I’ve had the good fortune to be involved in 3 successful startups, now in my fourth, including founding two.
You want to think like a VC (VCs are the companies that fund startups, not banks as mentioned above). Remember, just as a VC finds some place to park millions of their dollars, you’re finding some place to park years of your life. It’s a huge commitment for both of you, so don’t treat the decision lightly. Especially since the hours will be long.
What the VC wants to know (prioritized):
Team: Does the team have a track record of successfully building companies? Do they have a track record of building relevant technology? Do they have a track record of selling to relevant customers? Do they have a rolodex of relevant parters and potential acquirers?
Market Size: What is the potential market for the product you’ll make? Most tier one VCs won’t touch you if you aren’t aiming at a $1B market.
Competition and Differentiation: How many competitors are out there? What do you have to give you an unfair advantage? How much development lead-time do you have on the competition? How many patents do you have? What differentiates you from your competition? How will you maintain that differentiation?
Product: Do you have a strong product?
Note that the product is pretty far down the list, and is really secondary in the scope of things. It’s really about getting some sharp experienced people that are aiming at a big market. It’s a given that the market will change, so if you have sharp people, they’ll adjust. If instead you make a choice based on a great product, when the market changes (it will), the product will be useless, and the team won’t be able to adapt.

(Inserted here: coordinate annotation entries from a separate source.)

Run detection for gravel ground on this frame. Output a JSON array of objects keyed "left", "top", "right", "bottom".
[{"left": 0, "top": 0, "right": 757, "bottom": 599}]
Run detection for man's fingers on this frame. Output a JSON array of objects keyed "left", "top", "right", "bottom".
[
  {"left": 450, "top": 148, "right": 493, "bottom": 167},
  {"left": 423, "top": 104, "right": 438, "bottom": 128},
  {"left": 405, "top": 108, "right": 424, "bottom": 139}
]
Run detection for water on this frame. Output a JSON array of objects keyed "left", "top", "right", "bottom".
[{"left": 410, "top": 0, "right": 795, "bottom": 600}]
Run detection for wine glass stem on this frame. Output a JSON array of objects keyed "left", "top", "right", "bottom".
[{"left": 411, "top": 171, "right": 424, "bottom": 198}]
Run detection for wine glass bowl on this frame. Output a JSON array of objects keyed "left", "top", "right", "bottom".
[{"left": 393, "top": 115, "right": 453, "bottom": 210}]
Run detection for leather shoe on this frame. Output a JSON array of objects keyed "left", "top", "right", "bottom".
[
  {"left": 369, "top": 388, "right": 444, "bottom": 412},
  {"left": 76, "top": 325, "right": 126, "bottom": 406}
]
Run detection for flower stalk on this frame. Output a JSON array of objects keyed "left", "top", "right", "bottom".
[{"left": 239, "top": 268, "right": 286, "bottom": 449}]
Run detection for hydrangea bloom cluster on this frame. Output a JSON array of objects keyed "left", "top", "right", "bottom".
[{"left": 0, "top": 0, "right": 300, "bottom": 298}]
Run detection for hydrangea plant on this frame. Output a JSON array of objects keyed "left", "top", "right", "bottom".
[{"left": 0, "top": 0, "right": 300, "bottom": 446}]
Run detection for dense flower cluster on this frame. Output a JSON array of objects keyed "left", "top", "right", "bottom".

Also, if you’re new to this, here’s how the money works:
You’ll get some stock options, which are ownership of some percentage of the company. At some point (assuming the company doesn’t fold), you’ll “exit”, either by going public or being acquired by another company. At that point, your shares will be liquid, and you can (or maybe must depending) cash them out. There is a total number of shares outstanding. Ask what this is. There is a number of shares they’ll offer you (typically you’ll have to work 4 years to get them all; they’ll vest over that four years). The company will become liquid at some price some day. So, if you take your shares, multiply by the exit price of the company, then divide by the number of total shares, you’ll get what you should earn from your stock options over that vesting period (4 years typically).
Note that by the time the company becomes liquid, the total number of shares will increase, if they have to raise additional money which is likely. Count on the total shares doubling at least, and maybe quadrupling.